Bref, le CME de l’époque gaullo-pompidolienne, où les scandales financiers foisonnaient déjà, n’a pas disparu. Comme eût dit Freud, il s’est déplacé, a changé de forme et s’est élargi à l’échelle continentale en devenant encore plus tentaculaire, encore plus destructeur de la République et du produire en France, encore moins « libéral » au sens politique du terme : chacun voit que les gouvernements successifs ridiculisent, s’essuient les pieds sur le Parlement, que les médias sont concentrés entre quelques mains, que les despotes se suivent et se ressemblent (de Sarko à Macron en passant par Valls) et que, sous l’apparence bigarrée du pseudo-Parlement européen, l’eurocratie liée aux groupes de pression capitalistes dicte sa loi aux peuples anciennement souverains.

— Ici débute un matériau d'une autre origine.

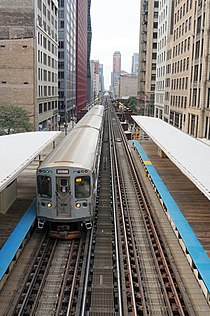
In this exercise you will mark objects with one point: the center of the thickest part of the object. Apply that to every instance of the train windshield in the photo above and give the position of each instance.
(82, 187)
(44, 186)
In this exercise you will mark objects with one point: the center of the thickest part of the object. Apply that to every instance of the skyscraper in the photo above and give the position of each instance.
(135, 64)
(147, 56)
(29, 59)
(82, 53)
(67, 58)
(116, 72)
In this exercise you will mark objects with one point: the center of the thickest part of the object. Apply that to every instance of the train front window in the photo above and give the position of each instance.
(82, 187)
(44, 186)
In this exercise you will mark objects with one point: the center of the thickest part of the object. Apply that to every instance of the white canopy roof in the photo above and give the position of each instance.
(18, 150)
(190, 155)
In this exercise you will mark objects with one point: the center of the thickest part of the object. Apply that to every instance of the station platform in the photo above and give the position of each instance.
(186, 208)
(10, 248)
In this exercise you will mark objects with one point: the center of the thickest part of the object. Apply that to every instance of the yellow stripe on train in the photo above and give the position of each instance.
(147, 162)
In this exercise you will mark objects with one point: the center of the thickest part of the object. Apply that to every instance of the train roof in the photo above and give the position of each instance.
(97, 109)
(82, 155)
(90, 120)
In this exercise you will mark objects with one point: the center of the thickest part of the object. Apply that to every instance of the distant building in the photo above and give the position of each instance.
(128, 86)
(29, 59)
(67, 59)
(95, 78)
(82, 54)
(135, 64)
(89, 37)
(101, 78)
(147, 56)
(116, 72)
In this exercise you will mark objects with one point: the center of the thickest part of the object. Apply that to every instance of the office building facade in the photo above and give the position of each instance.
(29, 59)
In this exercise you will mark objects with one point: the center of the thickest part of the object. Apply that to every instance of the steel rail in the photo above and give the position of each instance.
(119, 285)
(116, 162)
(145, 203)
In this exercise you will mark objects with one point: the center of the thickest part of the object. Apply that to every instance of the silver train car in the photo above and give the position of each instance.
(67, 179)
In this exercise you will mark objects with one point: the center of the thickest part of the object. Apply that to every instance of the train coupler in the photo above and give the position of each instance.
(88, 225)
(40, 224)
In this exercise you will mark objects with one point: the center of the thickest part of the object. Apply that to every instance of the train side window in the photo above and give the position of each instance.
(44, 185)
(82, 187)
(64, 185)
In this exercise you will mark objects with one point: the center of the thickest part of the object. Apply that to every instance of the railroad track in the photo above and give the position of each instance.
(150, 278)
(121, 267)
(51, 287)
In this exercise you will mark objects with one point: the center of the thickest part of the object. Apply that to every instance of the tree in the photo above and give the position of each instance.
(14, 120)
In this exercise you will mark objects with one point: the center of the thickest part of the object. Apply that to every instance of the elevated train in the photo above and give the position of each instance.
(67, 179)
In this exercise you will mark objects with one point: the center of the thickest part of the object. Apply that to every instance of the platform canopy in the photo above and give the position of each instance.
(19, 150)
(190, 155)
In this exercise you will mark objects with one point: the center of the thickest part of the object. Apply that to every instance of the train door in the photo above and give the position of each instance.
(63, 197)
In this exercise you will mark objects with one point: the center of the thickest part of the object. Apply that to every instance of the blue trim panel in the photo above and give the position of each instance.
(191, 242)
(11, 246)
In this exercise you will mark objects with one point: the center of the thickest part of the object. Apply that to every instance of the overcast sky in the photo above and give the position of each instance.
(115, 27)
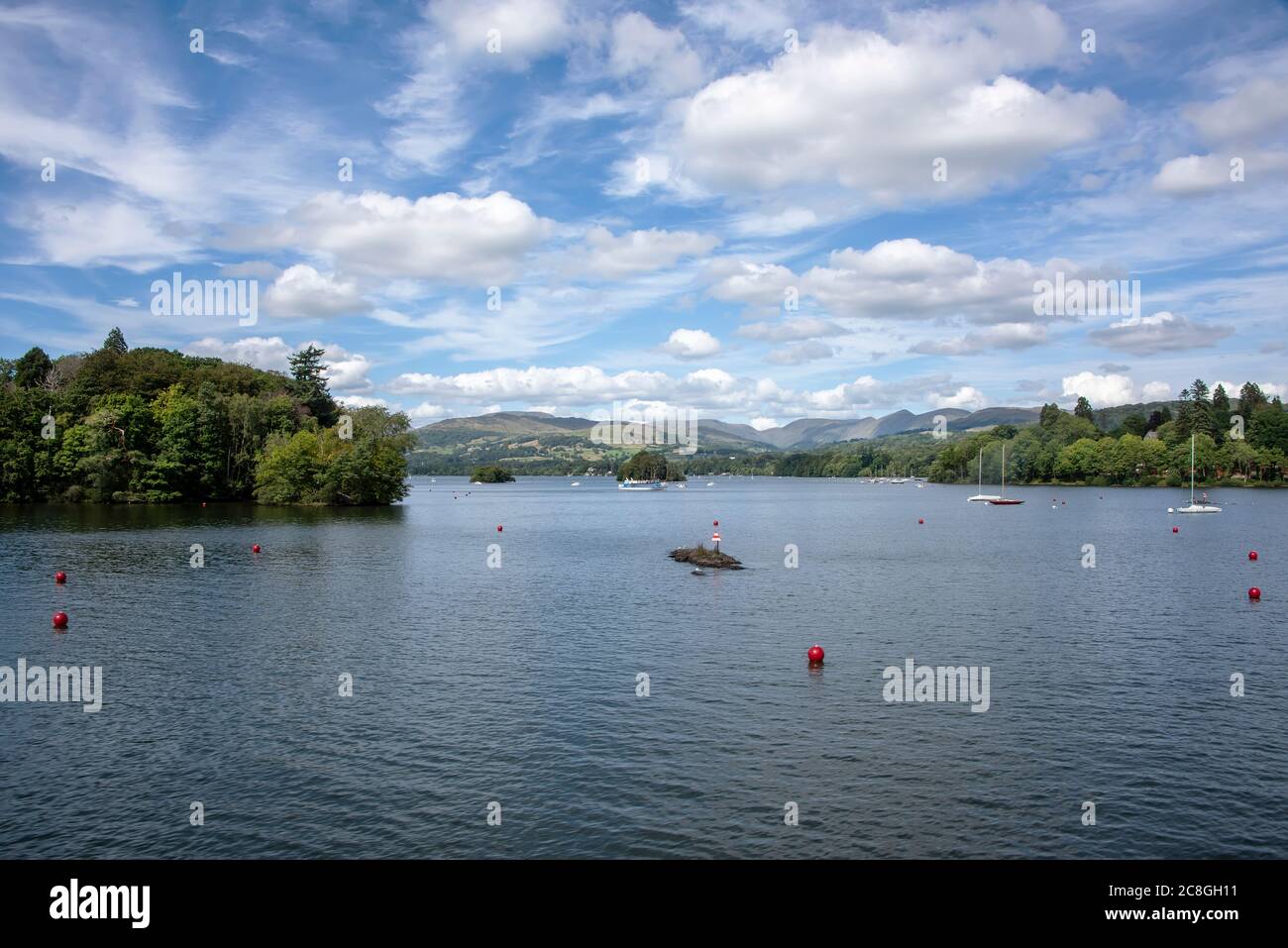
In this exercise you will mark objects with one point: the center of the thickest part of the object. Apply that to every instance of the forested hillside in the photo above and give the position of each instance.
(155, 425)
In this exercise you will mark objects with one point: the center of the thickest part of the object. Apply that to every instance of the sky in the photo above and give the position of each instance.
(751, 210)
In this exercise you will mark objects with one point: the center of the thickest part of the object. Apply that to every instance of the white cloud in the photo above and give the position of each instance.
(759, 283)
(661, 58)
(966, 397)
(691, 344)
(1008, 335)
(943, 88)
(269, 353)
(1102, 390)
(347, 371)
(640, 252)
(527, 29)
(304, 292)
(449, 237)
(793, 329)
(1145, 335)
(907, 278)
(802, 353)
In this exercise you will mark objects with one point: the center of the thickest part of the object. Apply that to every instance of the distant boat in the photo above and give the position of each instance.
(1003, 501)
(982, 494)
(1194, 506)
(640, 485)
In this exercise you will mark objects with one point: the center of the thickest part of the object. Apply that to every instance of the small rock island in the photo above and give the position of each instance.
(700, 557)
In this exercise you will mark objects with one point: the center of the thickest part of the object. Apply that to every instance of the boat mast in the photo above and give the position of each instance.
(1192, 468)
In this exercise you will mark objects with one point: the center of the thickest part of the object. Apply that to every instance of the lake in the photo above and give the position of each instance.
(518, 685)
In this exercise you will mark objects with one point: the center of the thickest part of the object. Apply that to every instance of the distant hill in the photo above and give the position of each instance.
(518, 436)
(536, 442)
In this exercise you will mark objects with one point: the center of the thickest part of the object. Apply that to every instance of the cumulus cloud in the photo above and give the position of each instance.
(1102, 390)
(802, 353)
(943, 86)
(304, 292)
(1145, 335)
(1008, 335)
(756, 283)
(347, 372)
(446, 237)
(691, 344)
(791, 329)
(662, 58)
(640, 252)
(527, 29)
(911, 279)
(269, 353)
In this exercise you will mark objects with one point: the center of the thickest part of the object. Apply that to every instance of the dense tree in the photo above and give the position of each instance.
(490, 474)
(153, 425)
(310, 384)
(30, 371)
(1250, 398)
(649, 466)
(115, 342)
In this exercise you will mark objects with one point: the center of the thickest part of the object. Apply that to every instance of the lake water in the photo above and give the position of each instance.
(518, 685)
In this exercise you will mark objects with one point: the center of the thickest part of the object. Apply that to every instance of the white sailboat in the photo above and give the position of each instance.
(1194, 506)
(1004, 501)
(982, 494)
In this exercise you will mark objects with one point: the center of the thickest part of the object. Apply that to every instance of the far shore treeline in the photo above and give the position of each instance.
(154, 425)
(1237, 441)
(1070, 449)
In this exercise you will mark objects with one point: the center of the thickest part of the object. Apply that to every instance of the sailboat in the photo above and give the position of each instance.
(1004, 500)
(1196, 507)
(982, 494)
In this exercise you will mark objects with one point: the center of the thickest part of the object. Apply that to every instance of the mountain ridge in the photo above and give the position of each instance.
(799, 433)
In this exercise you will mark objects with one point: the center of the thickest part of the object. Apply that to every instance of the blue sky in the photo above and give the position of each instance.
(755, 210)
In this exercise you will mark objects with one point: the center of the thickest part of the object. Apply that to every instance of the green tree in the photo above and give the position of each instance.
(115, 342)
(309, 384)
(290, 469)
(30, 371)
(490, 474)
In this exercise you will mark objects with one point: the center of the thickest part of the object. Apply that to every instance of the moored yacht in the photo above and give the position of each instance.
(983, 496)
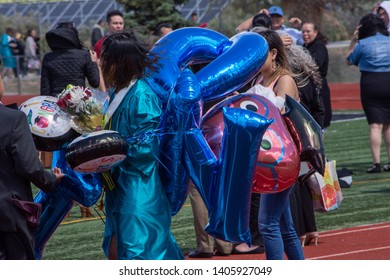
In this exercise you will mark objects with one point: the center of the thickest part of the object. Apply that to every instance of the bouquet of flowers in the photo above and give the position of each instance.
(83, 108)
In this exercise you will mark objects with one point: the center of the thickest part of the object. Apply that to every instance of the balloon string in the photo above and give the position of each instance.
(147, 136)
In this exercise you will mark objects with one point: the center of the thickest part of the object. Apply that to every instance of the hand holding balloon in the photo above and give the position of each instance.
(58, 173)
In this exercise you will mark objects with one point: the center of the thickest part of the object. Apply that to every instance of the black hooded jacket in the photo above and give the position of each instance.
(68, 63)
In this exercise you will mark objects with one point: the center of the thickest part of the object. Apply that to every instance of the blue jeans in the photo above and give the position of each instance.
(277, 228)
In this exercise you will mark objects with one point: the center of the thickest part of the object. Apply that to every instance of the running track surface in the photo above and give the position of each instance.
(368, 242)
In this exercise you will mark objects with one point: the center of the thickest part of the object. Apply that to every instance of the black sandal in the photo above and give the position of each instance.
(375, 168)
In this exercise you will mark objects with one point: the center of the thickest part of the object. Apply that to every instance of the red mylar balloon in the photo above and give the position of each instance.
(278, 160)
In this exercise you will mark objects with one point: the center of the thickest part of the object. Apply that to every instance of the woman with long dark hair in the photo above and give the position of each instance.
(315, 43)
(138, 214)
(275, 221)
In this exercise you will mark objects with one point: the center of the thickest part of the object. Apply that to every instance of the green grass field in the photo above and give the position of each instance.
(366, 202)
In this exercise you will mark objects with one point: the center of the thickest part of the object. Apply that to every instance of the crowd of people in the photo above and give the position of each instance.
(19, 53)
(138, 215)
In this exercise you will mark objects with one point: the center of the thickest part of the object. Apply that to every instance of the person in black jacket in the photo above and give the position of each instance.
(68, 63)
(20, 166)
(308, 79)
(315, 43)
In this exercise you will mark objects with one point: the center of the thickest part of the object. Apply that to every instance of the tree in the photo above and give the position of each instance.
(150, 13)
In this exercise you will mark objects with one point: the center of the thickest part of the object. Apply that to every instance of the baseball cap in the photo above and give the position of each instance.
(275, 10)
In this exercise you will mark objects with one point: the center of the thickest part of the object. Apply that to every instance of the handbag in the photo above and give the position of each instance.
(325, 190)
(31, 210)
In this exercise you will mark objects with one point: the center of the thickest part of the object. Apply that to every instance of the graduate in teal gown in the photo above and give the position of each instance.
(138, 215)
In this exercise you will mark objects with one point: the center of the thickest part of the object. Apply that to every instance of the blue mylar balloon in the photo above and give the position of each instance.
(230, 200)
(200, 163)
(182, 114)
(235, 67)
(309, 132)
(177, 50)
(82, 188)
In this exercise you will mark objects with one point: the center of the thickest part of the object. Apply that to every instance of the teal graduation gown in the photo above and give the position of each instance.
(137, 209)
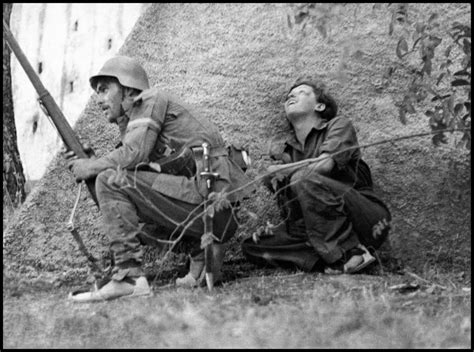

Concédons cependant à Mauduit qu’avec Macron, les choses prennent un tour encore plus brutal : plus besoin de se cacher, un pur produit de l’oligarchie, qui n’a même pas à rendre compte à un véritable parti (naïveté du « mouvementisme » !), siège à l’Élysée et sa feuille de route dictée par l’UE, le MEDEF et l’OTAN est claire : araser les acquis de 36 et de 45, liquider jusqu’au masque de la « souveraineté nationale » (défense euro-atlantique, budget européen visé par Francfort, marginalisation du français au profit de la langue mondiale des monopoles capitalistes, etc.), de manière à rendre irréversible la casse sociale en la plaçant sous la haute protection de la future armée/police continentale dominée par Berlin.
Mais de grâce, qu’à (l’extrême) gauche on cesse, avec un retard inouï à l’allumage, d’en appeler à l’ « antilibéralisme » dans le cadre d’une introuvable « Europe sociale » alors que l’UE-OTAN matérialise cyniquement un CME transcontinental qui est antinomique du socialisme, de l’indépendance nationale, de la démocratie et de la libre coopération internationale!
<(1) Ajoutons, pour faire bon poids, l’affaire Benalla qui a révélé une entreprise de privatisation de la haute police à l’initiative probable du chef de l’exécutif…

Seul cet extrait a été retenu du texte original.